By Staff | Apr 23, 2014

Middlebourne Mayor Charles Delauder displays new decorative banners that will flay above Main Street. (Photo by Amy Witschey)

On April 15 Middlebourne Council unanimously approved the first of three readings to increase water rates by 15 percent.

Mayor Charles Delauder said the increase is needed for two reasons: they must reach a certain rate level before they are available for any grants, according to the West Virginia Infrastructure and Jobs Development Council, and the water system is currently running in the red.

“When you figure everything out, we will be $11,421 short come July 1,” said Delauder of the water department. “I just don’t know how we’re going to keep the water plant running if we don’t have an increase.”

The rate increase should translate into raising the average bill by about $4. With sewage, garbage, and any other charges, an average municipal bill would be about $92.

“It makes more sense to do gradual increases,” said Councilwoman Susan Pelikan.

Colleague Vera Henthorn agreed, “You don’t notice it as much.”

Mayor Delauder noted that, even with the increase, which would have to be approved by the West Virginia Public Service Commission, the town would still have the 35th lowest water rates in the state.

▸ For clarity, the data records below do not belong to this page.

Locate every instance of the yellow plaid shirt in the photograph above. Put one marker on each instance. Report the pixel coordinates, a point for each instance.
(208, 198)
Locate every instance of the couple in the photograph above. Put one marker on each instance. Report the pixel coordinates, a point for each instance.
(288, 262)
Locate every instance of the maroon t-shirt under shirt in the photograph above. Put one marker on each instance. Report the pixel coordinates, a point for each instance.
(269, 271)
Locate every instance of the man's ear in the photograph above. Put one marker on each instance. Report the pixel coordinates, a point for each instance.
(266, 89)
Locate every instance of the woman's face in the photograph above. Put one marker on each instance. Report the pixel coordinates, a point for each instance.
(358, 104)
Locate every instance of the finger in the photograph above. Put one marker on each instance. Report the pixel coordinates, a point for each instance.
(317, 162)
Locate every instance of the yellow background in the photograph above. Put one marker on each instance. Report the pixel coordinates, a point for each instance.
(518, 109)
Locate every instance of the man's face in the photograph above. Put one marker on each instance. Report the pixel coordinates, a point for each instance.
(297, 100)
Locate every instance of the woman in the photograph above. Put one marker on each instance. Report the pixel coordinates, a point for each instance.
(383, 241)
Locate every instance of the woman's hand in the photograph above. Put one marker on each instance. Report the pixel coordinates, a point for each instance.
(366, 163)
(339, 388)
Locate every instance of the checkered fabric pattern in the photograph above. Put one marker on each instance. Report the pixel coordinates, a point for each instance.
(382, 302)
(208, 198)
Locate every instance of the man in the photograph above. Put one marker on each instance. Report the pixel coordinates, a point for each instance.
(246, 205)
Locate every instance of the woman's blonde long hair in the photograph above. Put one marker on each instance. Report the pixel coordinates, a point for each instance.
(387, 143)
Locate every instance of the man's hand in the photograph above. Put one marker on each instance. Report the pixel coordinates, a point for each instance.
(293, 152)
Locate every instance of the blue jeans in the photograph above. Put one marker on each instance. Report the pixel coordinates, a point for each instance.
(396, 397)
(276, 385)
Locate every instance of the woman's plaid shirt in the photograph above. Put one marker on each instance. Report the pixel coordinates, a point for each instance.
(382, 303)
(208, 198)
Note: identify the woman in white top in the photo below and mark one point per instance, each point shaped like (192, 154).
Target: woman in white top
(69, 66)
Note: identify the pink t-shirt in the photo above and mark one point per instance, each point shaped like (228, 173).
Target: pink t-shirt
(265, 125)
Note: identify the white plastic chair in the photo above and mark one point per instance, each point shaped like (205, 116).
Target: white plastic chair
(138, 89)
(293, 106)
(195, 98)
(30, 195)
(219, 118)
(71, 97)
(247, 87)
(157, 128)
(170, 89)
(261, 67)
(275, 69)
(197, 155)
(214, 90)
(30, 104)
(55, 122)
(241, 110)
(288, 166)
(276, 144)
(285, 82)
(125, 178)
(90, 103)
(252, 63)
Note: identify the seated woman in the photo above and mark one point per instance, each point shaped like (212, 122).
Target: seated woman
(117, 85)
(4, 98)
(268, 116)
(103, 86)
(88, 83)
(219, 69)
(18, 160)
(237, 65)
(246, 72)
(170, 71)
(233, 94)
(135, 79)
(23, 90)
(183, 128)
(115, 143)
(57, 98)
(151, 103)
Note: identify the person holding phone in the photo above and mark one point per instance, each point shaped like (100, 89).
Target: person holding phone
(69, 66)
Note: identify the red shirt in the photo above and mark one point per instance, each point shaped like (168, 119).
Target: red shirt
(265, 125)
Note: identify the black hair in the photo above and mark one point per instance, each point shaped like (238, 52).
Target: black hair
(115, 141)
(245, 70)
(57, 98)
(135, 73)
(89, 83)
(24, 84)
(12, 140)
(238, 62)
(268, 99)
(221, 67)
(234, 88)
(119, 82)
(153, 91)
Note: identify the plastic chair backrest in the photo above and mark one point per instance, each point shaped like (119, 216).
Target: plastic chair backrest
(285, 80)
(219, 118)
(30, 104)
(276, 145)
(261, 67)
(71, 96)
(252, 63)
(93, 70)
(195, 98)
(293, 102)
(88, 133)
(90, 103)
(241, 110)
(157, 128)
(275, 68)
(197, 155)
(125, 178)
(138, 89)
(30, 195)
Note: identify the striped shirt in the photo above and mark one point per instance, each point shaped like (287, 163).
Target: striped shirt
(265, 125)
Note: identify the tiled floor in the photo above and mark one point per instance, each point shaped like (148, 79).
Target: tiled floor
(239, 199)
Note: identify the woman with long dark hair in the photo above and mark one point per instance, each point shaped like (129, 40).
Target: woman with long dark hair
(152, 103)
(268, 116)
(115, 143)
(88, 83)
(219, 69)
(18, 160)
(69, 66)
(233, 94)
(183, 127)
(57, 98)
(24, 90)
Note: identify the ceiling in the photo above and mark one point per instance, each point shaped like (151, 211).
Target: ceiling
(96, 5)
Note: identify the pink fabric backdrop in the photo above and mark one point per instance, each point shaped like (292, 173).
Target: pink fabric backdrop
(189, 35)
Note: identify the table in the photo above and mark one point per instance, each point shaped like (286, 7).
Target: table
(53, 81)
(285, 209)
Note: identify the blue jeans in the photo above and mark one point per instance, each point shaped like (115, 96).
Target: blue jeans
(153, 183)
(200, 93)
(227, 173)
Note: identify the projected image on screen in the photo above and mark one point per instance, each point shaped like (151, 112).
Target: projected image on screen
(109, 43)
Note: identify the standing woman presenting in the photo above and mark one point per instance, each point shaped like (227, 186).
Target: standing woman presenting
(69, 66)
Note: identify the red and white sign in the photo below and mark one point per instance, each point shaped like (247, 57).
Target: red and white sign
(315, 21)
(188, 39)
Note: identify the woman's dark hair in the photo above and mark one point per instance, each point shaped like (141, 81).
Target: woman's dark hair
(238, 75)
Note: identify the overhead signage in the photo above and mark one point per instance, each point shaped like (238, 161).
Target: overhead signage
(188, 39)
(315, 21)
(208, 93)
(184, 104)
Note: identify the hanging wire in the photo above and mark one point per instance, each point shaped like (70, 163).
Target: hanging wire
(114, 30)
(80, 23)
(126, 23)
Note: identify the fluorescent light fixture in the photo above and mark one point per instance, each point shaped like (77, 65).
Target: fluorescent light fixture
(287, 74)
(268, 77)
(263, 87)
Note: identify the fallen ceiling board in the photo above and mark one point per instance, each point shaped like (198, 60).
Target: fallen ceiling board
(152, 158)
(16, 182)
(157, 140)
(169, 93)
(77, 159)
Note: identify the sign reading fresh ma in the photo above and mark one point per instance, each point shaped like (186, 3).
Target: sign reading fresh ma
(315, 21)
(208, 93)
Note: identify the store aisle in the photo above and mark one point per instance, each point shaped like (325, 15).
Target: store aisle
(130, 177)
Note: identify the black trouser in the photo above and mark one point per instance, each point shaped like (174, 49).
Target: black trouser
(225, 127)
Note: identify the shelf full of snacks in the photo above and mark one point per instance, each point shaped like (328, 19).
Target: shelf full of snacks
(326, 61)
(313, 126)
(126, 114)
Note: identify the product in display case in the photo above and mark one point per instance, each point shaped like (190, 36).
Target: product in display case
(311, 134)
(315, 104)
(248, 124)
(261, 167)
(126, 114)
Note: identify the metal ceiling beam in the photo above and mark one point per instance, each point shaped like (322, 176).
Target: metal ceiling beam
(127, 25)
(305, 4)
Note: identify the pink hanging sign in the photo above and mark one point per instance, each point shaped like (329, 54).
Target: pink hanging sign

“It is nice knowing we had some of the lowest rates around,” agreed Pelikan.

Treasurer Tena Lemasters expressed some concern about the rate increase. “We have so many now, I’m just worried it will be a mess either way,” she said of delinquent bills.

Based on a 3,000 gallon minimum bill, the minimum would increase from $22.46 to $25.82.

“If we pass this, we will be halfway there,” said Delauder of the town meeting the bill threshold for grant eligibility.

The town currently has a $30,000 grant for pre-engineering for a project that would improve distribution capacity, a water storage tank, and add fire hydrants.

Councilman Rodney Miller wanted to know if there was a study done on the reduction in production costs if the town can switch to getting its water from wells instead of Middle Island Creek. The mayor said there had not been a study completed, but there would undoubtedly be a reduction because less chemicals would be needed to make the water potable.

“The good thing about water wells is we are guaranteeing we are not going to get any of the waste that is being dumped in the creek,” noted Delauder.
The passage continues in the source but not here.